After decades of collaborating with external partners to create Lego-branded video games, The Lego Group established its own internal development team several years ago. That team was Light Brick Studio, and its first title, Builder's Journey, debuted as part of Apple Arcade last year to critical acclaim.
It's not everyday a non-endemic company decides to start up an internal game studio and has a hit the first time out. But having accomplished that, the Lego Group last week spun out Light Brick Studio into an independent endeavor backed by Lego Ventures, the Lego Group's investment arm.
Speaking with GamesIndustry.biz, Light Brick co-founders Karsten Lund and Mads Prahm say going independent just makes more sense from their perspective.
"We have seen a great potential for this way of working, and believe a greater autonomy and similar kind of autonomy would be good to take forward," Lund says. "To sort of position ourselves as more of a sister studio, if you will, to Lego Games. Because then we have the freedom, autonomy, agility, and speed of a start-up, but with the great partnership and the Lego IP and the brand and the idea in general -- which is the thing we tried to celebrate -- very close to our hearts.
"For us it was a great opportunity to make a studio that dedicates itself to the Lego idea. It starts with the Lego brick, which we did, and sees where we can take it from there."
While Lund acknowledges there's definitely a possibility that Light Brick would work on games outside the Lego brand at some point, it's by no means the studio's first order of business.
"We believe there's so much more to say with the Lego brick," Lund says. "We're not at all done yet. I think we have just scratched the surface of what can be done with this design language, if you will, and this play material. But our actual core mission is to play around with what we call 'The Lego idea,' which is more the notion of play, learning through play, intrinsically driven play experiences that actually develop kids and adults into thinking in new ways, coming up with new ideas and being creative.
"Somehow a project like this wouldn't really be able to breathe in [the Lego Group] environment, so I think we need some fresh air"
"Delivering this sort of system and play experiences can be done in many different ways, also without the bricks, and that's definitely possible for us. But first and foremost, we're going to pursue what else we can do with the brick, because it's such a beautiful medium to play with, such a beautiful system of creativity that's very well known and well loved by the audience, but you can make a lot of new things with it at the same time."
Having spent six years at Lego prior to joining the Light Brick team a few months ago, Prahm offers another reason Light Brick may find more success as an independent operation right now.
"Lego and the Lego brand have been really ambitious about digital play," Prahm says. "Over the coming decades, Lego really wants a position in digital play like it has in physical play. But if you look at the Lego Company and how it works and the teams and processes there, they are very focused on the physical brick. And that focus is why they're so successful with the physical brick. So everything that doesn't support the physical brick tends to get down-prioritized so there's a focus on physical play or physical play that's enhanced by digital play somehow."
He adds: "Somehow a project like this wouldn't really be able to breathe in that environment, so I think we need some fresh air. I also think the amount we can learn about digital play and the business of digital play, if we focus on doing business with our customers rather than doing business with Lego, we learn much faster. And we can really iterate with the audience rather than with the rest of the Lego organization."
To innovate in the digital play space, Lund thinks Light Brick needs to be more nimble than a massive toy company can be.
"We're looking for companies that we feel could eventually, hopefully, be part of the Lego stable of companies"

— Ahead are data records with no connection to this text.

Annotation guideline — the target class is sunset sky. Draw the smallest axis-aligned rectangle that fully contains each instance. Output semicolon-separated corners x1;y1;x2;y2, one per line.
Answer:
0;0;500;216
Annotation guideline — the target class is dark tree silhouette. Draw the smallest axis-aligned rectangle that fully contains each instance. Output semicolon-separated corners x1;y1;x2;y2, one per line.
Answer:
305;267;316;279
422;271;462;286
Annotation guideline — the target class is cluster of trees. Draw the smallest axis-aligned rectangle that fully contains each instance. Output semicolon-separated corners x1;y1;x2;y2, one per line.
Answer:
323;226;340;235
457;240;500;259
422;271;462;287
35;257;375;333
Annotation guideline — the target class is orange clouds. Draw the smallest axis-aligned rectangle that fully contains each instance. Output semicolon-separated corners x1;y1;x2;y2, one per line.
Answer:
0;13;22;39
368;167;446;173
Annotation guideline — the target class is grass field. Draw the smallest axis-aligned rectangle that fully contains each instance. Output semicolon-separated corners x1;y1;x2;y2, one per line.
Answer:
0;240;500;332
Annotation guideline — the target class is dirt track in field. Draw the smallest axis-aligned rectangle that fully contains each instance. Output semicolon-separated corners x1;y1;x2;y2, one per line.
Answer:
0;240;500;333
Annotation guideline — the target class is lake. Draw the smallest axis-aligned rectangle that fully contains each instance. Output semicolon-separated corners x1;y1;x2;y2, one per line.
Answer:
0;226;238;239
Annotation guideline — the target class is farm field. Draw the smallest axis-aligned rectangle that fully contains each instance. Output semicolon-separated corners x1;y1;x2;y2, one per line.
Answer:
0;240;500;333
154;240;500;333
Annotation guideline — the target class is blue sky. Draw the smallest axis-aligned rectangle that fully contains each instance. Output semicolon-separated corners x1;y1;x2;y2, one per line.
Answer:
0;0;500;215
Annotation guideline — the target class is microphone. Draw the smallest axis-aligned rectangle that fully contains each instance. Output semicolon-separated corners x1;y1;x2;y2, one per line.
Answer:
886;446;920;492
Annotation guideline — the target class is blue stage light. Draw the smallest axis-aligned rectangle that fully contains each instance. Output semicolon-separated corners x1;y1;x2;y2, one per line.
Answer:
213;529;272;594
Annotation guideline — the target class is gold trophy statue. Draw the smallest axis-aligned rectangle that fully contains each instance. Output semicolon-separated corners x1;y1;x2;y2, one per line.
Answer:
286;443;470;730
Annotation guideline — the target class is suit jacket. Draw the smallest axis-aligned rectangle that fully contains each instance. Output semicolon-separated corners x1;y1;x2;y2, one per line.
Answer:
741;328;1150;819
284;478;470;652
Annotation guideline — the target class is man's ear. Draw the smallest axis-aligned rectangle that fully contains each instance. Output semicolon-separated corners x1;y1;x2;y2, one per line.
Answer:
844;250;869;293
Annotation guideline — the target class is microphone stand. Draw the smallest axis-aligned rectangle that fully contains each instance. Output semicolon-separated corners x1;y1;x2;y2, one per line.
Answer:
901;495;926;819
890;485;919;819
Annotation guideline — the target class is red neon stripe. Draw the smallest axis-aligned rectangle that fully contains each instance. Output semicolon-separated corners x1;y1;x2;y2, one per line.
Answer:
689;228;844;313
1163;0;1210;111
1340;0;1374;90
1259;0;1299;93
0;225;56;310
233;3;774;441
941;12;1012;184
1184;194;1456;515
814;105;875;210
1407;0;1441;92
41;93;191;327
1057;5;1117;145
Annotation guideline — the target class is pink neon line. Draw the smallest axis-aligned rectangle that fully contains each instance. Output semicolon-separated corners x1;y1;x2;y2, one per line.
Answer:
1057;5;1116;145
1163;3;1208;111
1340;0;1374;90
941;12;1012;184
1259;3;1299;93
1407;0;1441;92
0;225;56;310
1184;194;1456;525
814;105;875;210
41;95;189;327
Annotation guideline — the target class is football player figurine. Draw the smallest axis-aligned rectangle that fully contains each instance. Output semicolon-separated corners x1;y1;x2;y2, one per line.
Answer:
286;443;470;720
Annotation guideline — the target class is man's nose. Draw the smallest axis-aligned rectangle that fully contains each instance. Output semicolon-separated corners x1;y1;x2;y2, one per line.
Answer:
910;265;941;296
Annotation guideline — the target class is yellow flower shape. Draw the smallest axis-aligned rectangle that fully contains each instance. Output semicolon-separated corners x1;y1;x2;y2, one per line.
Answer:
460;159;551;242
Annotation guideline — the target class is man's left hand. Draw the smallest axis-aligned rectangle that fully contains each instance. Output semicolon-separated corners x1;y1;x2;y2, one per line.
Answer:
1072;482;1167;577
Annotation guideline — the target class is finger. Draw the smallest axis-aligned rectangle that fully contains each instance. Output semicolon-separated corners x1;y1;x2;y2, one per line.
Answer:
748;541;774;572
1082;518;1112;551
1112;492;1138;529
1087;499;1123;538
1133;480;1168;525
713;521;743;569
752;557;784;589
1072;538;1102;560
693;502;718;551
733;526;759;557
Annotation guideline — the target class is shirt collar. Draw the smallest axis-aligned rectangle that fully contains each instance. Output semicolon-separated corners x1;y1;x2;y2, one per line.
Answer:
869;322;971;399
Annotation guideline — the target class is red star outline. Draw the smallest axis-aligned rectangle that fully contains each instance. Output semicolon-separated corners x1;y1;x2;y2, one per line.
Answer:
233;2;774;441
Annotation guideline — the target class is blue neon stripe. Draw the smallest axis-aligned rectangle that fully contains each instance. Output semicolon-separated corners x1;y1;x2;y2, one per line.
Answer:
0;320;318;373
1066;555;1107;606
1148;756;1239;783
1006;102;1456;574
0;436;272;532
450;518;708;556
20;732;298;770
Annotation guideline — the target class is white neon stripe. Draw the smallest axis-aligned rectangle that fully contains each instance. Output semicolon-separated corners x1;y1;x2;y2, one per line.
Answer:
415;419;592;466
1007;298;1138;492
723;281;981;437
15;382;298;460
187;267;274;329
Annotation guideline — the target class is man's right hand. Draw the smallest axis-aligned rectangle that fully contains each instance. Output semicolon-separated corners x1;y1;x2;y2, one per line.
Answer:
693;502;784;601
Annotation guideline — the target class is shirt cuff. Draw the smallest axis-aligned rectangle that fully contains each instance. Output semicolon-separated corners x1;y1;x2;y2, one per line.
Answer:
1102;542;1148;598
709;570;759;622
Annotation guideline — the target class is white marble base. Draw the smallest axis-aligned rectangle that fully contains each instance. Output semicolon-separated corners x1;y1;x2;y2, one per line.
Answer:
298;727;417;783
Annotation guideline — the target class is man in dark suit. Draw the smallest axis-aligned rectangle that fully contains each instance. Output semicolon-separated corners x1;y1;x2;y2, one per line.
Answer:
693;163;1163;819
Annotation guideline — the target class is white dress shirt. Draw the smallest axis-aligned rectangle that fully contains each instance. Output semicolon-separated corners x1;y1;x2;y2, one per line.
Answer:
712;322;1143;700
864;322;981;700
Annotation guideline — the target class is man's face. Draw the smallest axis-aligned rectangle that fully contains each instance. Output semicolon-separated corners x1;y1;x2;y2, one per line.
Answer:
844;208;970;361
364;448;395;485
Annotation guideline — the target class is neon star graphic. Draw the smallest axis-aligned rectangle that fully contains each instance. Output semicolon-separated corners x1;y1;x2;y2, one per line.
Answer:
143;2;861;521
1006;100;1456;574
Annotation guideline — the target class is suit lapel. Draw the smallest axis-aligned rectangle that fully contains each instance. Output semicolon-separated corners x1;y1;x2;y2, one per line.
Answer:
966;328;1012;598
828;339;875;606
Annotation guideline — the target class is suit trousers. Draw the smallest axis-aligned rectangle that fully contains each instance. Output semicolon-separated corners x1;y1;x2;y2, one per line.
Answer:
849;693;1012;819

"We're a little more independent from seasonality and the market in that sense," he says. "It's a different market and a different innovation funnel. We need to shoot a little wider. We need to experiment a little more. We need to make smaller products in smaller markets and smaller spaces to learn. And that's a lot easier to do when you don't have to justify a bigger business case."
Lego Ventures head of marketing Robert Lowe explains that the funding arm was established a couple years ago to explore the intersection of education, creativity, and play, a purpose that he believes gives it more flexibility than many venture capitalists.
"We're a strategic investor, let's say," Lowe explains. "We're looking for companies that we feel could eventually, hopefully, be part of the Lego stable of companies, ones that share our value and our vision. We're very patient capital. We're not looking for a specific return on investment over a specific time.
"We are 'venture' in that we're making early stage investments and we would hopefully grow the size of that investment and that stake over a period of time. We are not a typical VC in that we're looking for a certain exit, a certain size or multiplication. We're looking for things that could expand the idea of what Lego could be in the future. That's our success criteria."
So the Lego Group spun out Light Brick Studio with the idea that it would bring it back in-house at some point, essentially bringing the Builder's Journey studio full circle?
"Yeah, they could become a standalone pillar for sure," Lowe says. "That's the success end state we hope we'll get to with as many of our companies as possible... We think they have a better chance of growth operating outside of the Lego Group and the constraints that come with that, and having an independent route to what they want to do. We'll support them with that, and maybe in the future they actually become a much bigger part of the Lego Group of companies."